Targeted isolation of cyanosphere heterotrophs

Heterotrophic bacteria were isolated from biocrust using a variety of different enrichments and substrates, from which candidate bacteria were selected for co-culturing experiments. For the isolation of heterotrophic nitrogen-fixing bacteria, a modified version of a protocol for diazotroph isolation [53] was used. One gram of dried intact biocrust was rehydrated with 1 mL sterile RO water and incubated in culture room conditions (23 °C, 18–20 μE m−2 s−1, 14 h light cycle) for 24 h. Rehydrated biocrust was then added to 10 mL phosphate-buffered saline (PBS), vigorously shaken (120 rpm) for 30 m, and serial diluted in PBS. Dilutions of 10−3 were used for all diazotroph isolations. Nitrogen-free combined carbon (NFCC) [54, 55] medium was prepared, using 2 g/L of each of the following carbon sources: glucose, sucrose, trehalose, sodium pyruvate, and sodium acetate. NFCC plates (1% Gellan gum, 60 mm × 15 mm) were inoculated with 70 µL of biocrust serial dilution (10−3) and incubated in darkness under both aerobic (atmospheric O2) and microaerophilic conditions (2% O2 and 98% N2), at 23 °C for 20 days. Additional aerobic enrichments, following the same inoculation protocol in aerobic conditions using Burk’s medium [56] and BG110 + 1% sucrose [57] plates (1% gellan gum) were performed. In order to target diazotrophs residing in the cyanosphere specifically, M. vaginatus bundles were pulled from rehydrated biocrust and cleansed of excess soil as previously described [37]. Cleansed bundles were then placed on solid enrichment medium plates (Burk’s, BG110 + 1% sucrose) and incubated under standard conditions (23 °C, 18–20 μE m−2 s−1, 14 h light cycle) for 20 days, after which individual colonies and heterotrophic biomass near M. vaginatus bundles were picked based on morphological differences and streaked on new nitrogen-free media plates (NFCC, Burk’s, and BG110 + 1% sucrose where appropriate), repeating three times for each colony transfer, to obtain pure isolates.

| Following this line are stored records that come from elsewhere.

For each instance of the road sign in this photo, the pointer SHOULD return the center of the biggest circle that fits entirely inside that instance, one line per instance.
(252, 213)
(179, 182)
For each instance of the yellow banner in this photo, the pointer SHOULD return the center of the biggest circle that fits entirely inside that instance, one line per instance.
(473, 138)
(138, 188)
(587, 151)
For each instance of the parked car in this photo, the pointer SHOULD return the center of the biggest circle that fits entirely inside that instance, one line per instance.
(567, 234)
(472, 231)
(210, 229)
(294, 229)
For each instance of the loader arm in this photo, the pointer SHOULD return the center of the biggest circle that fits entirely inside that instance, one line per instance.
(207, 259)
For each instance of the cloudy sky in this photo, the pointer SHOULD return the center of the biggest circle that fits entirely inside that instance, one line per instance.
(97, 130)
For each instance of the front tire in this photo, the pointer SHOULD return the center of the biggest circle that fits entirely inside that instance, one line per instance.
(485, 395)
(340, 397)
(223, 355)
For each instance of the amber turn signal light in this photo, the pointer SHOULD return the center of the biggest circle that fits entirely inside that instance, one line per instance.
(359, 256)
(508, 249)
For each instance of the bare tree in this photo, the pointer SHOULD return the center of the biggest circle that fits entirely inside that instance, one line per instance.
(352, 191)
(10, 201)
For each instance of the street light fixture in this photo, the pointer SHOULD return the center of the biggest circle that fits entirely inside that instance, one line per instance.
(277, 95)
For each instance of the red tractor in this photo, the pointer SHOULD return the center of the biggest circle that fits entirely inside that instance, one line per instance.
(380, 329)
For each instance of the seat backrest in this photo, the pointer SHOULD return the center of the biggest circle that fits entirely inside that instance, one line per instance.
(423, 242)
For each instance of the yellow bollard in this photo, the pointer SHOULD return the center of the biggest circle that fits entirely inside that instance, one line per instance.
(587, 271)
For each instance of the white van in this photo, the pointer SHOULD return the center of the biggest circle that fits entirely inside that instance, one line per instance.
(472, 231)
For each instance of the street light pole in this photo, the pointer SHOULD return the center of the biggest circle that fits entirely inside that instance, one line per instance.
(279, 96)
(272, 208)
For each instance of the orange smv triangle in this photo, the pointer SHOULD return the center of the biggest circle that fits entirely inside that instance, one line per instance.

Molecular identification of pure isolates and candidate selection

Genomic DNA was extracted from one colony of each heterotrophic isolate, resuspending biomass in 30 µL of sterile RO water in a sterile 0.5 mL PCR tube, microwaving for 30 s to lyse cells, and flicking tube to agitate. This process was repeated three times. The 16S rRNA gene was amplified using general bacterial primers 530F [58], and 1492R [59]. For a reaction volume of 21 µL, the following amounts were used: 9 µL Go Taq Mastermix 2× (Promega, Madison, WI, USA), 1 µL of each primer, 9 µL of H2O, and 1 µL of template DNA. The PCR conditions were as follows: 2 min of denaturation, followed by 35 rounds of temperature cycling (94 °C for 15 s, 55 °C for 30 s, 72 °C for 90 s) and a final extension at 72 °C for 7 min. Positive amplifications were Sanger sequenced at the ASU Genomics core facilities. Forward and reverse sequences were aligned in Geneious version 8.0 [60] and the 850–900 bp consensus sequences were submitted to basic local alignment search (BLAST) [61]. Taxonomy was initially assigned based off matches (>97% identity) to 16S rRNA sequences of strains in the NCBI database. Isolate sequences were then submitted to BLAST against the 16S rRNA sequence data from known cyanosphere bacteria as described in the literature [29, 30] and from sequencing data obtained in this study. Isolates matching either source were selected as candidates for co-culture experiments. Isolates were classified either as a typical members (or not) of M. vaginatus cyanosphere, and by their potential ecological function, as far as it was possible based on a literature search [62,63,64,65,66,67,68,69,70,71] (Table 1).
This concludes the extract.